3D or bioprinted organs may be years away, but 'liver strips' are now shipping for drug toxicity testing in the lab
Using 3D printers are gaining widespread visibility among hobbyists and manufacturers. But printing plastic doodads or even aluminum auto parts is a far cry from the living tissue now being developed — and sold — in the life sciences. Known as bioprinting, researchers have used 3D printers to create artificial cartilage from cow and human tissue. That’s considered somewhat low-hanging fruit among those working to print more complex tissue caring blood vessels, which researchers have created by printing materials into the tissue that later dissolve, creating channels.
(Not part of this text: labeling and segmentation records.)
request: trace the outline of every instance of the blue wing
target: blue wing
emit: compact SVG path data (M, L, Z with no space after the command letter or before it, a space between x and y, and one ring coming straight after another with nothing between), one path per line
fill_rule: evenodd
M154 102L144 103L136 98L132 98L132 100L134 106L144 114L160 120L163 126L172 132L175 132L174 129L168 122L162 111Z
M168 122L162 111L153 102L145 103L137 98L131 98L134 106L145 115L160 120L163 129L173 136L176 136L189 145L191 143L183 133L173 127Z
Organovo (San Diego; www.organovo.com), is among the more ambitious firms, having bioprinted tissue with blood vessels, as well as kidney, muscle and breast cancer tissues in the lab (the latter of which the company says are less susceptible to tamoxifen-induced toxicity, and could aid in the development of more effective cancer drugs). Bioprinted liver tissue holds the most immediate promise; Organovo announced in late January that it had delivered its bioprinted liver tissue to an outside laboratory for experimentation. The biopprinted liver strips, roughly 20 cells thick, could provide a reliable (and profitable) supply for use in drug toxicity testing.
"By the end of January, we expect to have bioprinted nearly four hundred 3D Liver tissues during the month,” said Dr. Sharon Presnell, Organovo's chief technology officer and executive vice president of R&D. Full-organ printing, if it comes at all, will require years of R&D, regulatory approvals and clinical trials. Today, Organovo’s business plan calls for product deliveries and outsource contractor of preclinical research services to pharmaceutical companies and biopharma labs — a market the company says is worth $7-billion, and can could command prices in the high tens of thousands of dollars per compound per standard screening for liver alone.